Roche announced that new OCREVUS® data are being presented at the 7th Joint European Committee for Treatment and Research in Multiple Sclerosis (ECTRIMS) – Americas Committee for Treatment and Research in Multiple Sclerosis (ACTRIMS) Meeting in Paris, France.
The data presented showcase clinical advances around underlying disease activity and disability progression in relapsing and progressive forms of multiple sclerosis (MS), through the exploration of newly emerging endpoints and precision monitoring.
OCREVUS significantly reduced the proportion of people with RMS who experienced Progression Independent of Relapse Activity (PIRA) in a post-hoc analysis compared to Rebif® (interferon-beta 1a). This effect was particularly seen in those who were potentially at higher risk of progressive disease course based on their baseline Expanded Disability Status Scale (EDSS).

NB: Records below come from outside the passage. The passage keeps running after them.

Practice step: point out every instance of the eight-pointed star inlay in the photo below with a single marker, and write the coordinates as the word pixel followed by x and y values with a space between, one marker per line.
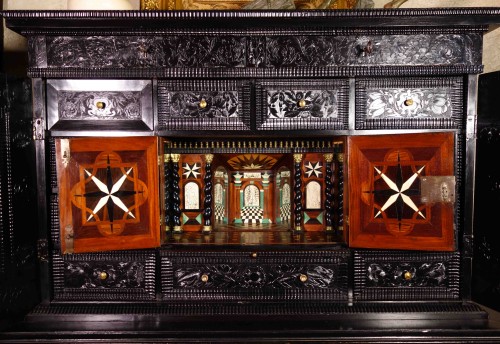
pixel 399 191
pixel 109 194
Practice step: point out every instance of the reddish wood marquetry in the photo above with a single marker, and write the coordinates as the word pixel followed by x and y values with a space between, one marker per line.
pixel 386 209
pixel 108 193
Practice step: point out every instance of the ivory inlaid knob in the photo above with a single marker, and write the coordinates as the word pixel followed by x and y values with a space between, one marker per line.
pixel 408 102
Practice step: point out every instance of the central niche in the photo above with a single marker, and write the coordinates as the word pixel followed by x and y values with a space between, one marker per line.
pixel 248 186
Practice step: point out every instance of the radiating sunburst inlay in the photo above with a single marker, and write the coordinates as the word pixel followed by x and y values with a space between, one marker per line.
pixel 314 168
pixel 109 197
pixel 399 191
pixel 252 162
pixel 108 192
pixel 191 170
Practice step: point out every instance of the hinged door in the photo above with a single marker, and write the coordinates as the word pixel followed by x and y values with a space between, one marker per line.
pixel 108 193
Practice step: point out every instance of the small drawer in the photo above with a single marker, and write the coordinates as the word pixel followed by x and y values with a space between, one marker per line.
pixel 203 105
pixel 405 276
pixel 409 103
pixel 302 105
pixel 255 275
pixel 99 105
pixel 105 276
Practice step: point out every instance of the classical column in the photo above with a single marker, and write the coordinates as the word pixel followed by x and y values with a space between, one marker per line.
pixel 167 161
pixel 297 188
pixel 207 211
pixel 176 199
pixel 328 192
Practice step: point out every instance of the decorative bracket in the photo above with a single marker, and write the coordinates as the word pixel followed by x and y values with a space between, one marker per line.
pixel 43 250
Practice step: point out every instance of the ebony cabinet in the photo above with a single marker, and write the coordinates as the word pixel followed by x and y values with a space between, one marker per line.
pixel 246 175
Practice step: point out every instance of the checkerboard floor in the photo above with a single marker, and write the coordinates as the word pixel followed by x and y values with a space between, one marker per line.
pixel 252 214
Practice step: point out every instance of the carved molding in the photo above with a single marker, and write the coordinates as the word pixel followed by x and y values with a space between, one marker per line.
pixel 240 51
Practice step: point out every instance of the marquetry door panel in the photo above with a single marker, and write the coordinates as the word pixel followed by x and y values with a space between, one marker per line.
pixel 108 193
pixel 402 191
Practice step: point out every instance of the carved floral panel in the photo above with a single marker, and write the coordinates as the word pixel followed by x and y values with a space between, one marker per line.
pixel 204 104
pixel 105 274
pixel 302 104
pixel 408 103
pixel 99 105
pixel 236 276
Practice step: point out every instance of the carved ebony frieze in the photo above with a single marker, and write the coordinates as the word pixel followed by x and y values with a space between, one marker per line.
pixel 239 50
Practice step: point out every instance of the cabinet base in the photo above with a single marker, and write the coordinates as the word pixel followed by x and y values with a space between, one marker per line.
pixel 261 322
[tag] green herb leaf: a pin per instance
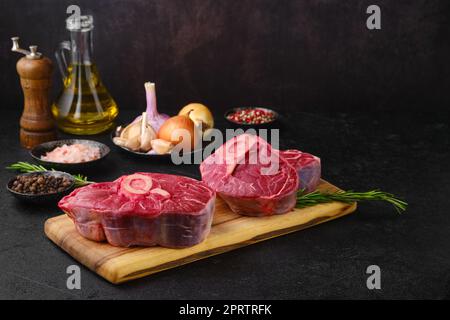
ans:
(318, 197)
(25, 167)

Specifically, in this analysis, OCREVUS treatment reduced the risk of PIRA by 25 percent and 23 percent confirmed at 12 and 24 weeks, respectively (p=0.008 and p=0.039, respectively).
PIRA is a newly emerging MS endpoint intended to measure an increase in disability, which is related to underlying disease activity in RMS. These data were generated through a post-hoc analysis of more than 1,600 people randomly assigned to treatment in OPERA I and OPERA II, and assessed for PIRA, as measured by cCDP. cCDP is a measure of the risk of a person’s physical disability getting worse and is based on three measures of physical disability – confirmed disability progression, walking speed and upper extremity function.

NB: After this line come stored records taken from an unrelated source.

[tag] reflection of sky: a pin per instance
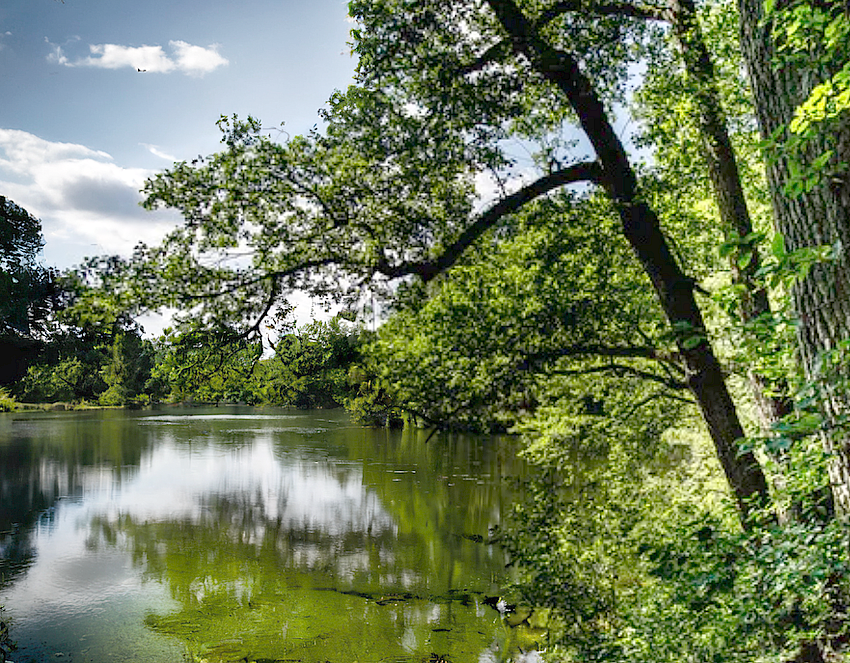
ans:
(74, 585)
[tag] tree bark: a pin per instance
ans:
(822, 216)
(729, 196)
(642, 229)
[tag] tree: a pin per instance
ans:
(364, 199)
(26, 288)
(809, 186)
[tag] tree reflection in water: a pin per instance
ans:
(304, 537)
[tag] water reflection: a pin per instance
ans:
(235, 535)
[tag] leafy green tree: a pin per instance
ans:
(27, 289)
(25, 285)
(363, 199)
(127, 371)
(310, 367)
(206, 366)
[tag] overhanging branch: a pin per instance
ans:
(427, 270)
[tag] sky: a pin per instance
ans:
(98, 95)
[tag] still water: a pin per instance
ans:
(232, 534)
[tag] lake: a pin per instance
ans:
(234, 534)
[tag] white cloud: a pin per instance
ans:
(88, 204)
(153, 149)
(184, 58)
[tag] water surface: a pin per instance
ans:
(238, 534)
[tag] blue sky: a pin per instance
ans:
(81, 127)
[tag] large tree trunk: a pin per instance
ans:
(822, 299)
(729, 196)
(641, 228)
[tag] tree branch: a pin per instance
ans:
(675, 385)
(602, 9)
(427, 270)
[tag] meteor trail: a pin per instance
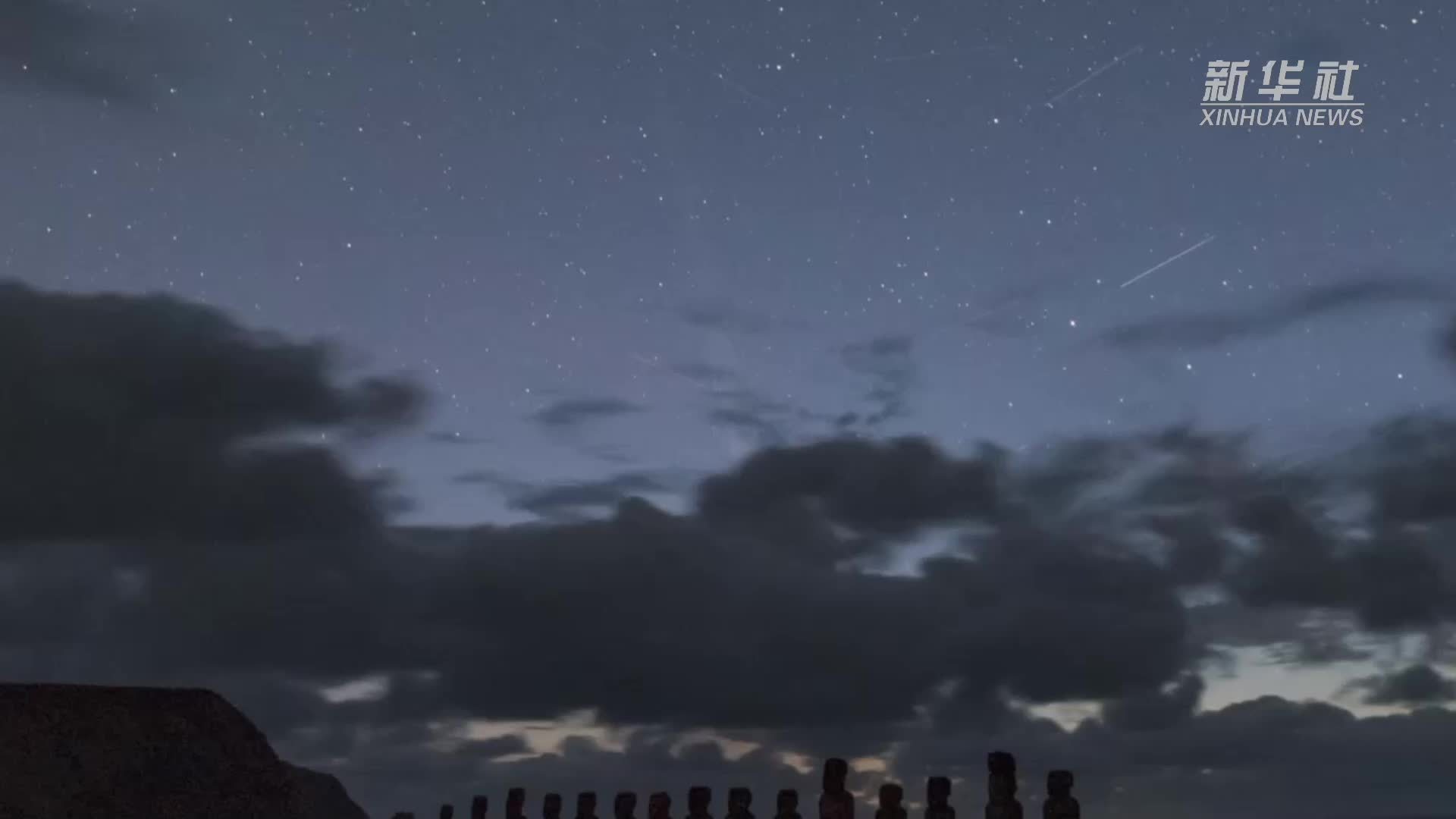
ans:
(1169, 260)
(1094, 74)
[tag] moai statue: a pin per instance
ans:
(587, 805)
(938, 799)
(788, 805)
(892, 802)
(699, 798)
(836, 800)
(739, 803)
(625, 805)
(1002, 787)
(1060, 803)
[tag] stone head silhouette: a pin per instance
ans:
(836, 771)
(698, 800)
(938, 799)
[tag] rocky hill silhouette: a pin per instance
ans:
(80, 751)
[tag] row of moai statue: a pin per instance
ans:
(835, 802)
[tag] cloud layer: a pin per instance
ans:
(158, 480)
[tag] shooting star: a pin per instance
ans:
(1092, 74)
(1169, 260)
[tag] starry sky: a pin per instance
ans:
(714, 256)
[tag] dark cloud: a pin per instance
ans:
(887, 362)
(1209, 330)
(753, 614)
(147, 417)
(77, 49)
(573, 413)
(1414, 686)
(584, 496)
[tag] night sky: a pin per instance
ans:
(824, 289)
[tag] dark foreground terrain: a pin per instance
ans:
(79, 751)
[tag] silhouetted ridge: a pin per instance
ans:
(83, 752)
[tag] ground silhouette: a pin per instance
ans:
(82, 751)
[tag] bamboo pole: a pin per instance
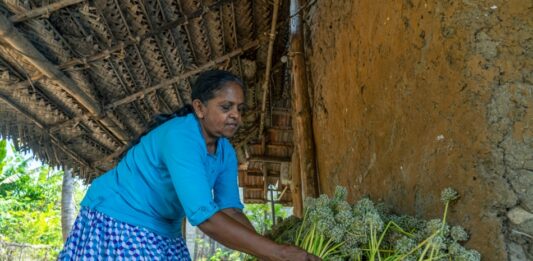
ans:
(272, 38)
(303, 134)
(45, 10)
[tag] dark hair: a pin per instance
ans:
(203, 89)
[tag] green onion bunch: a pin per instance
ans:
(333, 229)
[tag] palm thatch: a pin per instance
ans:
(81, 79)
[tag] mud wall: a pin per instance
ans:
(410, 97)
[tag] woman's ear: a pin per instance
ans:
(198, 107)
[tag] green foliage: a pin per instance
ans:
(335, 230)
(260, 215)
(30, 201)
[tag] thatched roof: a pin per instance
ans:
(80, 79)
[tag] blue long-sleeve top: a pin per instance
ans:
(169, 174)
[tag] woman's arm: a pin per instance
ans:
(233, 234)
(239, 217)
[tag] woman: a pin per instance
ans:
(185, 166)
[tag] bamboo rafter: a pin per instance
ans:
(163, 84)
(43, 11)
(45, 67)
(54, 139)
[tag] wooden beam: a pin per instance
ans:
(259, 173)
(54, 139)
(269, 159)
(303, 135)
(272, 38)
(10, 35)
(18, 42)
(45, 10)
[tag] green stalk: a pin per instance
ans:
(420, 245)
(332, 250)
(444, 217)
(425, 251)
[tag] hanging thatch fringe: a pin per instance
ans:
(45, 10)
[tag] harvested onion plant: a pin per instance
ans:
(335, 230)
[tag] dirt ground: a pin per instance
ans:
(410, 97)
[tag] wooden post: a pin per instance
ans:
(296, 186)
(272, 37)
(301, 107)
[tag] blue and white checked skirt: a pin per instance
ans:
(96, 236)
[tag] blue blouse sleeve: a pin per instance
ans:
(182, 155)
(226, 189)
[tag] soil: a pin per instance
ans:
(410, 97)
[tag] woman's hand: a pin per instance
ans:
(295, 253)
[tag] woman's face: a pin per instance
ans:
(221, 116)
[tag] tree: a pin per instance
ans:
(68, 209)
(29, 202)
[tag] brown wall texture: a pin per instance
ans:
(410, 97)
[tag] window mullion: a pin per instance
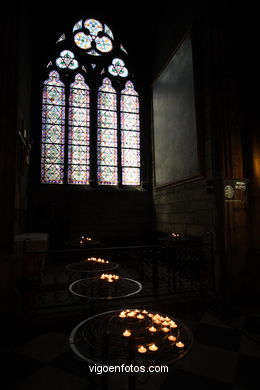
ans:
(66, 135)
(119, 134)
(93, 136)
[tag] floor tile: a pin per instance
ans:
(178, 379)
(250, 347)
(52, 378)
(247, 372)
(210, 362)
(225, 338)
(16, 368)
(45, 347)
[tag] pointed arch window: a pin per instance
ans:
(53, 130)
(90, 111)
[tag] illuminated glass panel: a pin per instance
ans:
(78, 135)
(107, 134)
(130, 135)
(93, 37)
(82, 40)
(77, 26)
(108, 31)
(118, 68)
(53, 122)
(67, 60)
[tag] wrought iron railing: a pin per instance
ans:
(174, 265)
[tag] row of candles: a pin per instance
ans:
(166, 323)
(84, 239)
(109, 277)
(96, 260)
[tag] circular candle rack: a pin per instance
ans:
(96, 288)
(102, 338)
(85, 266)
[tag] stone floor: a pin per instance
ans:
(35, 353)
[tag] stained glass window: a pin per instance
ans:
(107, 172)
(53, 130)
(95, 36)
(90, 128)
(66, 60)
(130, 135)
(118, 68)
(78, 135)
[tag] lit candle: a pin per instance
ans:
(153, 347)
(127, 333)
(142, 349)
(165, 323)
(165, 330)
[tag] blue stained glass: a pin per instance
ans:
(78, 138)
(130, 135)
(53, 119)
(107, 134)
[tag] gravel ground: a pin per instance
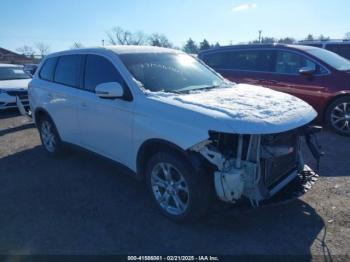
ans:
(81, 204)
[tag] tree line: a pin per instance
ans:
(120, 36)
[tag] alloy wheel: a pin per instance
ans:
(340, 117)
(170, 188)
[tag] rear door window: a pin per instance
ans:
(218, 60)
(47, 71)
(247, 60)
(253, 60)
(99, 70)
(291, 63)
(68, 70)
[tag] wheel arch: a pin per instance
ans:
(330, 102)
(152, 146)
(41, 112)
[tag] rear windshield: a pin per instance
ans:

“These new analyses of data from the large controlled studies with OCREVUS help advance our understanding of how in relapsing MS the disease may progress independent of relapses. These insights have implications for daily decisions made together with patients,” said Ludwig Kappos, MD, Chair of the Department of Neurology, University Hospital, Basel, Switzerland. “Even without experiencing relapses, people with RMS may still have underlying disease activity, which can cause irreversible decline in their mobility and day-to-day quality of life. Recognising and understanding this process supports early indication of more efficacious treatment.”
A platform presentation, also highlighting underlying disease activity, showed that a new algorithm using conventional MRI can be used as a possible biomarker to automatically detect Slowly Evolving Lesions (SELs), as a potential measure of chronic disease activity outside of acute lesions in the brain. SELs were shown to evolve independently of acute lesions leading to enhanced focal brain tissue loss, as measured by T1 black hole evolution. Further research is needed, but this algorithm for automatic detection of SELs using conventional brain MRI may provide a marker of chronic disease activity in MS lesions.
“This new ability to detect both acute and underlying disease activity with conventional MRI may advance the way we monitor for MS progression and how we think about overall patient management,” said Stephen Hauser, MD, Chair of the Scientific Steering Committee of the OPERA studies, Director of the Weill Institute for Neurosciences and Chair of the Department of Neurology at the University of California, San Francisco. “While we’ve seen SELs can occur across MS subtypes, this finding may be particularly promising for people with PPMS whose worsening of disability may be related to the presence of SELs. This study also highlights the importance of continued research in MS, not only for development of new treatments such as OCREVUS, but for the insights that are gained about the fundamental cause of this debilitating disease.”
New data from the FLOODLIGHT clinical trial program, which is designed to assess sensor-based outcomes from a series of active neurological tests and passive monitoring through the use of a smartphone is also being presented. The tool enables a continuous stream of precise, real-world MS disease progression data to be collected and analysed using dedicated algorithms and machine learning.
Data at ECTRIMS – ACTRIMS demonstrate strong patient adherence to the FLOODLIGHT technology. Hand/arm function measured with a smartphone-based pinching test may detect subclinical impairment in those who have normal Nine-Hole Peg Test (9-HPT) performances. Turning speed measured with a smartphone-based U-Turn Test was shown to correlate with the Timed 25-Foot Walk (T25-FW) (p<0.001), and may detect subclinical activity compared to normal in-clinic performances. The data support FLOODLIGHT as a potential complement to in-clinic testing to provide a more complete and consistent picture of a patient’s disease progression.
Additionally, OPERA I, OPERA II and ORATORIO Phase III open-label extension data presented at ECTRIMS – ACTRIMS continue to show a favourable benefit-risk profile for OCREVUS.
OCREVUS has been approved for use in countries across North America, South America, the Middle East, Eastern Europe, as well as in Australia and Switzerland.